The most pitiable objects were boys, children almost, who occasionally appeared among them. Tiny mites they were as to stature, with the faces of old men on bodies of children of eight or nine years of age. They, too, had been recruited by German agents. Most of them seemed to have been sent into the coal-mines, where hard work and little food had broken them completely. Their actual years were usually between thirteen and sixteen.
With their mental powers almost destroyed, and nearly too weak to walk, they used to sit in their cells or stand listlessly about the corridors, their eyes lusterless and vacant.
Whenever any of them were about, they were taken on by some of us as pensioners. But even a hearty meal set before them did not bring a smile to their lips or a gleam into their eyes. Like graven images they wolfed it down, tried to kiss your hand or the hem of your coat, and went to sit or stand as before.
CHAPTER XIV
PRISON LIFE AND OFFICIALS
Not long before I arrived in prison, a change had taken place in its official personnel. Formerly, the internment side and the military side had been under different commanders.
What I heard from my friends about the character of the man in charge of the interned, previous to my coming, caused me to congratulate myself upon my good luck in not having to encounter him. He had been an out-and-out bully. He was transferred to Ruhleben camp later on, where he went under the name of “Stadtvogtei Billy.”
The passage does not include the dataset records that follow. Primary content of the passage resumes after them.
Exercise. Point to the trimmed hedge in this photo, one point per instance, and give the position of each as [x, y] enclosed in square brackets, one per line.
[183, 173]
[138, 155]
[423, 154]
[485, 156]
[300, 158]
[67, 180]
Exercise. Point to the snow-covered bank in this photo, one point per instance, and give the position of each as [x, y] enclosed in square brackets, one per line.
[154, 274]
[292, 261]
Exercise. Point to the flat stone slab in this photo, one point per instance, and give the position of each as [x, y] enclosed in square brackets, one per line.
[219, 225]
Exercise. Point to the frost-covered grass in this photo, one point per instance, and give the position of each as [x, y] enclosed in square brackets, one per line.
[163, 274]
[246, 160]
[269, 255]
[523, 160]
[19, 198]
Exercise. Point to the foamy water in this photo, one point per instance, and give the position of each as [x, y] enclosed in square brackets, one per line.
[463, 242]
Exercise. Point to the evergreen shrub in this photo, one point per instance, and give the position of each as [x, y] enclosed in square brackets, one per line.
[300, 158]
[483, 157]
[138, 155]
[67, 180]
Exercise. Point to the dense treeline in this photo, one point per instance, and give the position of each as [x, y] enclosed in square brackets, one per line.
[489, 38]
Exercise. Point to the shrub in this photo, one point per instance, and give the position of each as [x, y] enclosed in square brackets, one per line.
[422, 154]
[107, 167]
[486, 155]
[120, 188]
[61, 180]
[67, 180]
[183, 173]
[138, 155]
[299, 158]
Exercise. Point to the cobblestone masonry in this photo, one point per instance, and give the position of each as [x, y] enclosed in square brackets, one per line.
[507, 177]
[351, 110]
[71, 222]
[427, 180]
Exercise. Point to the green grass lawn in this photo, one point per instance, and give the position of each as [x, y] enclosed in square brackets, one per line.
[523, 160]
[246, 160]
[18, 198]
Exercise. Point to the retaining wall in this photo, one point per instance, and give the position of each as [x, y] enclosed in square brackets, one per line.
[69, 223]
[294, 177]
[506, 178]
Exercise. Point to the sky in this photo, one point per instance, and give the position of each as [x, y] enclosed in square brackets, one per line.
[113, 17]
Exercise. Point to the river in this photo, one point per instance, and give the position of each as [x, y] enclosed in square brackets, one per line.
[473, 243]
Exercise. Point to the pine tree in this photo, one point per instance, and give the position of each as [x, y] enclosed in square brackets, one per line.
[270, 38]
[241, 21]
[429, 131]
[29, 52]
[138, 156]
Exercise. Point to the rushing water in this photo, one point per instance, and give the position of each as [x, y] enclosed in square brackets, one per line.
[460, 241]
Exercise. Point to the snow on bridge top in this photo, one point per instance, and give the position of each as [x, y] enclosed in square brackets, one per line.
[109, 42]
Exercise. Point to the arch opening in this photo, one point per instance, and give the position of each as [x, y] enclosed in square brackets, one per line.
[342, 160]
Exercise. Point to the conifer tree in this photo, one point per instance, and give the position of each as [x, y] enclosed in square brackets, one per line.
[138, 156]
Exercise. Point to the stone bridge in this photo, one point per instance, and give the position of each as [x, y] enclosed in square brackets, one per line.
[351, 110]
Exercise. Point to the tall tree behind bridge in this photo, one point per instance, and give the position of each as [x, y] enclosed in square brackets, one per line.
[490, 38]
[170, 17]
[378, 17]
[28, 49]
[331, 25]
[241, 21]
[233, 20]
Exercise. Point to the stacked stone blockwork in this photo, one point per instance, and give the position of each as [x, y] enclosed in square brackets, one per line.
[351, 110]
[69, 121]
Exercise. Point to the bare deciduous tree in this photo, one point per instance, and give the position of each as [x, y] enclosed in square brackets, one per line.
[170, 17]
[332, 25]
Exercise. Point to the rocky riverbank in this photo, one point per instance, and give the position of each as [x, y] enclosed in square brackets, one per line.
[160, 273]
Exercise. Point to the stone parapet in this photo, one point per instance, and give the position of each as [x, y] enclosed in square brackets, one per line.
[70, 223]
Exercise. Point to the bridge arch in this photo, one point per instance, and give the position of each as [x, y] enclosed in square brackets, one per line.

The officer in command of the prison after “Stadtvogtei Billy” had gone, had charge of the interned and military prisoners. This Oberleutnant, to give him his German title, was a schoolmaster in civil life. As such he was a government official and duly imbued with the prescribed attitude of mind.
Officially we had not much to do with him. Occasionally we had to approach him for some small request or other, and found him courteous enough then. When he took the initiative, something disagreeable usually happened, or was going to happen.